The three major credit rating agencies have made initial comments on the failure of the Super Committee to reach agreement on a deficit cutting plan, and it is Fitch that seems closest to taking action as a result.
In Fitch’s August 16 statement, when it affirmed the US ‘AAA’ sovereign ratings with a Stable Outlook, the agency commented that it would update its US economic and fiscal projections in light of the work of the ‘Super Committee’.
Fitch also commented that failure by the Super Committee to reach agreement would likely result in a negative rating action — most likely a revision of the rating Outlook to Negative, which would indicate a greater than 50% chance of a downgrade over a two-year horizon. Less likely would be a one-notch downgrade.
Fitch said the announcement that the Super Committee was unable to reach agreement on at least USD1.2 trillion of deficit-reduction measures underscores the challenge of securing the political consensus on how to reduce the federal budget deficit and place US public finances on a sustainable path over the medium-term.
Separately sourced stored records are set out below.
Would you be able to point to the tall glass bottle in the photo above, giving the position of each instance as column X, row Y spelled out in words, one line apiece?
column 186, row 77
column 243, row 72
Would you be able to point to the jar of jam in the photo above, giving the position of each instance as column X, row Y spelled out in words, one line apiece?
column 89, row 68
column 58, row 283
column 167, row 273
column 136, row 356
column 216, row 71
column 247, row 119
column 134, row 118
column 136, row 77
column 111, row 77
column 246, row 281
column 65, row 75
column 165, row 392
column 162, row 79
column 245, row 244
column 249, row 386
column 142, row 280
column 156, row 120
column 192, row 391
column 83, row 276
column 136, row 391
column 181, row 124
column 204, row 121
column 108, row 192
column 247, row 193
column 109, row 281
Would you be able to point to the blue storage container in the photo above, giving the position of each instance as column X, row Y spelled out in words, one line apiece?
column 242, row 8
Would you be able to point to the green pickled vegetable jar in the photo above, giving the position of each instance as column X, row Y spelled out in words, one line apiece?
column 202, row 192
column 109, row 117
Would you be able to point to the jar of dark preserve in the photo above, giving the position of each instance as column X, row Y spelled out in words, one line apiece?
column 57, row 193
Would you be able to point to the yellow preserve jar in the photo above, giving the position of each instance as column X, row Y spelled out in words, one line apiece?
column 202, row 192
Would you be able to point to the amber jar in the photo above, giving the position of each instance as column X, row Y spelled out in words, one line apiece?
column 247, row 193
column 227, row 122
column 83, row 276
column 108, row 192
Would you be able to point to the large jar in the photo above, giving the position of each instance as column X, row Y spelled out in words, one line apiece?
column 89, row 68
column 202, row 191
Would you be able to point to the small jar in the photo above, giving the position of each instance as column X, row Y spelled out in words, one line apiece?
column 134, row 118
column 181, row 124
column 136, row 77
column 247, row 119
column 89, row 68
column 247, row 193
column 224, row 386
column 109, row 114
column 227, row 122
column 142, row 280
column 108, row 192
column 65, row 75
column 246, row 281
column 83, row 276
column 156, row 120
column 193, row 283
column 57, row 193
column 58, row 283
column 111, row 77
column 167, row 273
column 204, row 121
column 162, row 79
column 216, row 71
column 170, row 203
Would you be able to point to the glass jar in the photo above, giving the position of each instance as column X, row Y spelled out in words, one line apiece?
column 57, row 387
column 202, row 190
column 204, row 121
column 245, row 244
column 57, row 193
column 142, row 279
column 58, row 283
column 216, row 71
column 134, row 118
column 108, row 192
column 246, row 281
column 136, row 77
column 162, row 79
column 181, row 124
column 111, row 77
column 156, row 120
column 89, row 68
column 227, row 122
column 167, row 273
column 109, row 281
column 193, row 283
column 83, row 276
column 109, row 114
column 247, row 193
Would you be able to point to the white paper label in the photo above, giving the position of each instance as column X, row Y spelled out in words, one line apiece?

Fitch now expects to conclude its review of the US sovereign rating by the end of November
Standard&Poor’s said that the ratings and outlook on the United States of America (AA+/Negative/A-1+) are not affected by the announcement of the Congressional Joint Select Committee on Deficit Reduction indicating that it could not agree on fiscal consolidation measures to put to a congressional vote. The Fiscal Committee’s inability to agree on fiscal measures that would stabilize U.S. government debt as a share of GDP is consistent with our Aug. 5 decision to lower our rating to ‘AA+’. However, we expect the caps on discretionary spending as laid out in the Budget Control Act of 2011 to remain in force.
Failure by the so-called super committee to reach an agreement “would not by itself lead to a rating change for the U.S. government,” a spokesman for Moody’s said in a statement. Moody’s has a negative outlook on its U.S. Aaa rating.